Model Air Raid Warden Training Buildings - two story redbrick bungalow with garden

Accession Number REL/12577.003
Collection type Technology
Object type Model
Physical description Metal, Paint, Wood
Maker Read, William Henry
Place made Australia: New South Wales, Sydney
Date made 1942-1943
Conflict Second World War, 1939-1945
Description

Model wooden two storey suburban redbrick bungalow with side wings painted red with a blue roof. The main roof is made of metal, nailed to the house, while the two side wing roofs are wooden. A blue painted line divides the stories of the house around 30mm from the base. There is a crack painted black down the middle of the front of the house, in a stepped pattern, to represent bomb damage. Seventeen windows around the house have been painted blue with a silver outline. The bungalow is based on a piece of green painted wood, forming a garden for the house and includes a round bush painted green as a garden feature.
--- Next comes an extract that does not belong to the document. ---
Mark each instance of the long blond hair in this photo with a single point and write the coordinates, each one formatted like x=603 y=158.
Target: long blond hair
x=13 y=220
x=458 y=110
Next to the bush is a hole where another bush may have been located.

History / Summary

Collection of twelve (12) painted wooden and metal buildings representing houses, churches and civic buildings, some with bomb damage. They are meant to represent the section of the northern Sydney suburb of Wahroonga for which Dr William Read was the responsible warden and were regularly used for weekly Air Raid Precaution (ARP) training and large scale exercise planning sessions at his home at Cleveland St, Wahroonga. A keen carpenter, Dr Read created the buildings and originally based them on a board, painted to represent the streets in his suburb, and his daughter states "He used these to play 'war games' with his fellow wardens and had them set up on the verandah of his home." Dr Read had served in Egypt at No 2 General Hospital with the Australian Army Medical Corps (AAMC) during the First World War, to the extent of moving his wife and three children to Cairo to be close to him. Upon his return to Australia, he ran the Hospital at Georges Heights which had been set up to receive the Gallipoli wounded.